Ook zien we vaak dat marktwerking leidt tot ‘marktconforme’ salarissen, maar dan vooral van mensen die boven cao worden uitbetaald: een 13de maand, automatische prijscompensatie, bonusregelingen. Voor hen wel marktconform, voor de werkvloer niet. Ja, ook in de zwembaden.

Als sport een markt is, gaan er straks ook bedrijven failliet. Pijnlijk voor die hardwerkende ondernemers, maar ook voor het aanbod aan zwemlessen. Als sport een markt is, heeft de marktwerking nu ook het personeel bereikt en die zeggen ‘doei’. De betere cao is spekkoper. Het (commerciële) bad loopt in hoog tempo leeg en nieuwe medewerkers zijn met het huidige salaris lastig te vinden. Ook passie kent grenzen.
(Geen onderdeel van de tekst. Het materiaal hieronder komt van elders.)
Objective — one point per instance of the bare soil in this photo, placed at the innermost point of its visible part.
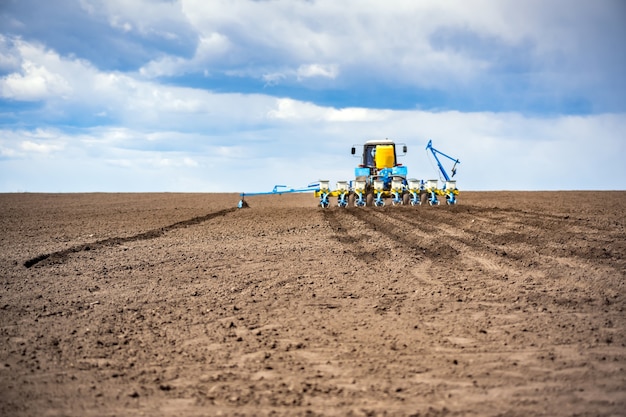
(510, 303)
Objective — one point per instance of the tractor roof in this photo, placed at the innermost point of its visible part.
(380, 142)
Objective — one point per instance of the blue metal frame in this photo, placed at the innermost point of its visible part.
(435, 152)
(276, 190)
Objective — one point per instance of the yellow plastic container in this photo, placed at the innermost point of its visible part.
(384, 156)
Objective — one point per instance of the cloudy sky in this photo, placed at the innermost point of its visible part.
(239, 95)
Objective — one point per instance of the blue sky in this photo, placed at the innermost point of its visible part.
(239, 95)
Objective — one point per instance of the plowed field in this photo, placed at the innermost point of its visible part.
(511, 303)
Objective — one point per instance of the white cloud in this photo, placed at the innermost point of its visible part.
(317, 70)
(33, 83)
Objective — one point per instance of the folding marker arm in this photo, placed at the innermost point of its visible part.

De sportsector werkt er samen met de FNV en het ministerie hard aan om meer inkomsten te krijgen voor de publieke taak van sport en zwemmen. Ondernemerschap is prima, maar mag niet de basisvoorzieningen op het spel zetten. De FNV denkt dat de zwembaden niet zonder ‘het infuus’ van de gemeenten kunnen, op welke manier dan ook. Hierin zit de voeding voor het personeel, oftewel een fatsoenlijk herstel van koopkracht. Het te besteden geld moet dan naar de sportprofessionals gaan en niet naar de aandeelhouders. Dat kan niet zonder afspraken vast te leggen. Eén van die afspraken is wat ons betreft dat zwemles onderwijs is en dus beter verdient, meer verdient dan zwemonderwijzers nu krijgen.
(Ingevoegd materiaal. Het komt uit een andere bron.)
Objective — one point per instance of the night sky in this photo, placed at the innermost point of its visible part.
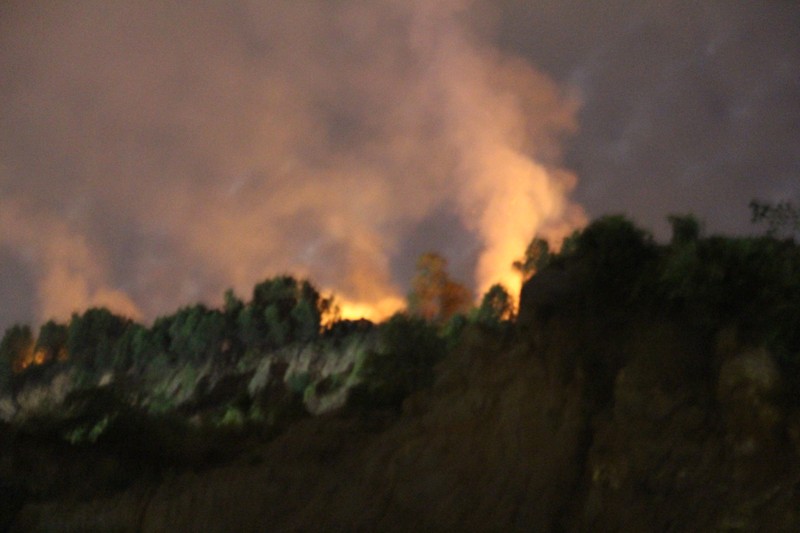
(153, 154)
Wordt daarmee sport onbetaalbaar? Nee hoor. Het is een kwestie van herverdelen en het geld halen waar het zit. Wat hebben we aan duur betaalde managers als er straks geen medewerkers meer te managen zijn? De FNV wil ook een herwaardering van de publieke taak van sport, van zwemmen. Met de campagne NLverdientbeter bieden wij een oplossing voor een ander belastingstelsel dat zorgt voor meer geld voor onze publieke voorzieningen. Ook voor sport. Ook voor zwemmen. Want niemand kan zonder zwemles. Wat willen we liever: dat de markt er nu zelf voor zorgt dat de prijs van arbeid omhooggaat of dat de overheid bijspringt. Linksom of rechtsom, doe iets! Want het zwemonderwijs dreigt te verdrinken tussen de wal en het schip.